Sergio Parisse’s greatest Championship moments

Sergio Parisse makes his way to the pitch 9/3/2019
Leader, legend and icon are all words that come straight to mind when reflecting on the brilliance of Sergio Parisse, who has been all that and so much more for Italy.

Leader, legend and icon are all words that come straight to mind when reflecting on the brilliance of Sergio Parisse, who has been all that and so much more for Italy.

Widely considered to be one of the best to ever play the sport, the Azzurri No.8 has etched his name into the folklore of Rugby’s Greatest Championship time and time again.

With 69 appearances, the 38-year-old is the most-capped player in Guinness Six Nations history while only Alun Wyn Jones and Richie McCaw have more Test caps than his 142.

Twice nominated for World Player of the Year, his titanic presence, first-class technique, drive and leadership always puts him firmly in the conversation about the best No.8 of all time.

Parisse has been there for almost all of Italy’s greatest Guinness Six Nations moments – and he has now confirmed he is keen for one last dance in the 2022 Championship.

Having been denied his swansong twice before, it would be the most fitting finale for a man who has provided so many Championship highlights over almost two decades.


Parisse has been a stalwart of the Azzurri back row since making his international debut back in 2002, handed his first start at the age of just 18 against New Zealand in Hamilton.

His Championship bow came in 2004 against England in Rome while he also started that year’s 20-14 victory over Scotland as Italy finished the Six Nations in fifth place.

He remained a fixture of his country’s line-up in 2005 and 2006 editions, starting every game in each Championship – including Italy’s first away point in the 18-18 draw with Wales.

The Azzurri steadily progressed with the all-action Parisse at the helm, performances and style of play improving until a historic 2007 campaign in which he was front and centre.

Italy managed two wins in Rugby’s Greatest Championship for the first time, securing their best finish since their introduction to the Six Nations by coming in fourth place.

Parisse started those two back-to-back wins in 2007, their maiden away victory coming in a scintillating 37-17 triumph in Edinburgh, quickly followed up by the 23-20 win over Wales.

The latter saw the No.8 named man of the match, producing a relentless display as Pierre Berbizier’s team came from behind to edge a thriller in Rome.


Parisse continued his form into the 2008 Championship, winning his 50th cap for his country aged just 24 as Italy came close to upsetting England in Rome before beating Scotland in Round 5.

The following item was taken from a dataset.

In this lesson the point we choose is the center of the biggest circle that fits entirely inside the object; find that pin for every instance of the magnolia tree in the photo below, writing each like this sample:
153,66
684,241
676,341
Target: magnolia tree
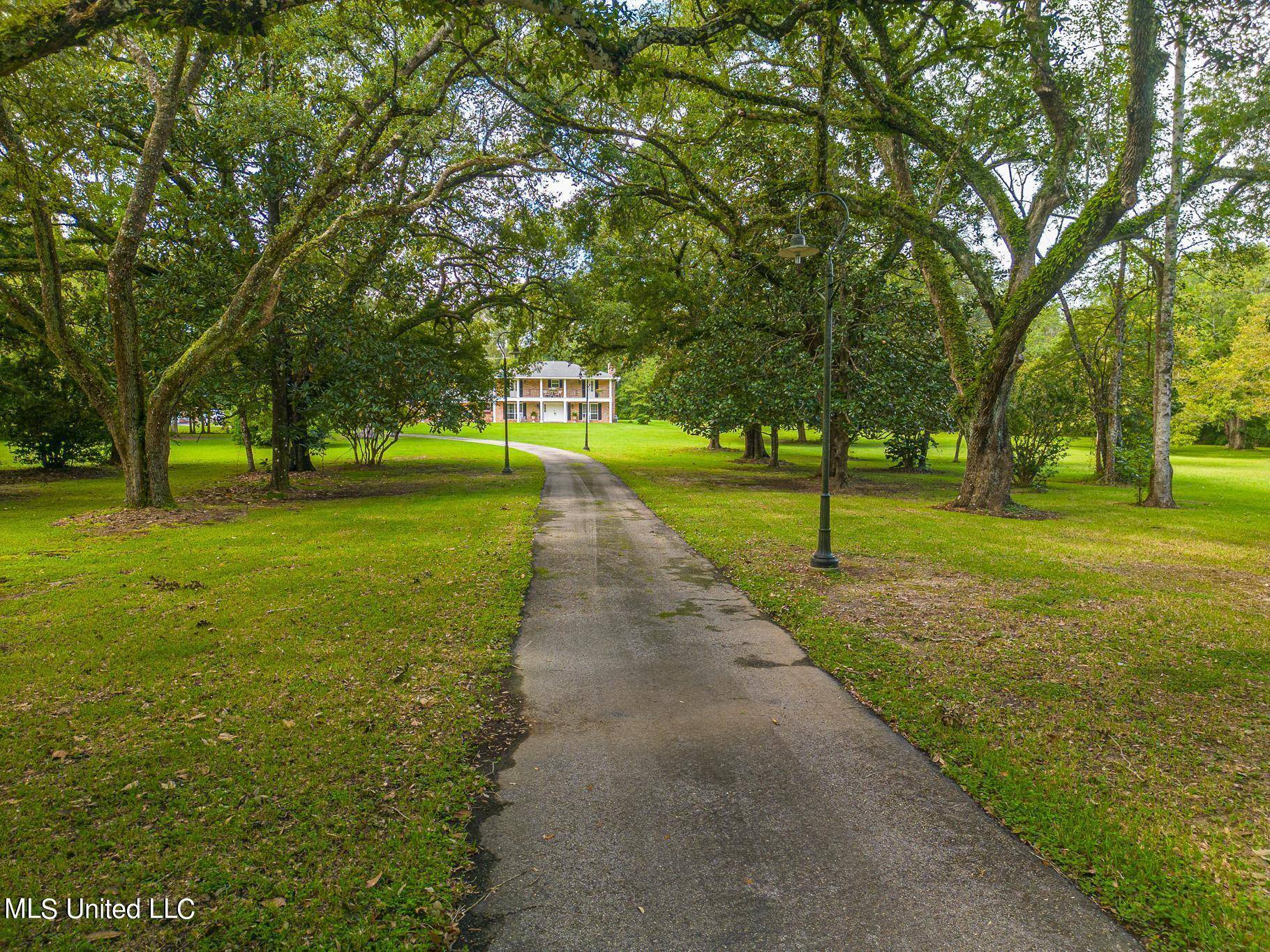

He was also named Italy captain that year by Nick Mallett, taking over from Marco Bortolami, before being nominated for IRB International Player of the Year.

While injury saw him miss the 2010 Championship, Parisse returned to make more history as the Azzurri beat France for the first time in the Six Nations in the 2011 edition.

Parisse captained Italy once again in the 2012 Six Nations as they secured another victory over Scotland but it was a year later when he arguably enjoyed his greatest Championship.

The skipper scored his side’s opening try after just four minutes as they defeated Les Bleus for just the second time in the Championship, putting in a mighty performance in the 23-18 win in Rome.

He was just as influential weeks later as the Azzurri secured a first win against Ireland and their first victory on Super Saturday as Giovanbattista Venditti scored the decisive try

The powerhouse forward continued delivering the big moments for his country, again winning in Edinburgh in 2015 and famously overthrowing the Springboks in Florence in 2016.


On the opening weekend of the 2019 Championship, Italy’s talisman rose to the top of the tree by becoming the Guinness Six Nations’ all-time appearance-maker.

The then 35-year-old No.8 played his 66th Championship game as the Azzurri took on Scotland at BT Murrayfield, moving him ahead of former Grand Slam-winning Ireland captain Brian O’Driscoll.

Starting four of his side’s five matches, Parisse would go on to put clear daylight between himself and O’Driscoll and stands tall with a mighty 69 Guinness Six Nations appearances to his name.

Parisse was planning on retiring from international rugby with a final appearance the 2019 Rugby World Cup – astonishingly his fifth such tournament in his 17-year Italy career.

But he was denied a farewell appearance at the tournament when Italy’s final pool match against New Zealand in Japan was cancelled because of Typhoon Hagibis.

The pandemic then scuppered his plans for a swansong in the 2020 Guinness Six Nations and Parisse has since announced he will retire from all forms of rugby at the end of the season.

But having recovered from a broken wrist that ruled him out of the Autumn Nations Series, the 38-year-old has explicitly stated his desire to be part of Kieran Crowley’s plans for 2022.

And the stage is now set for one last dance for the Italian rugby icon.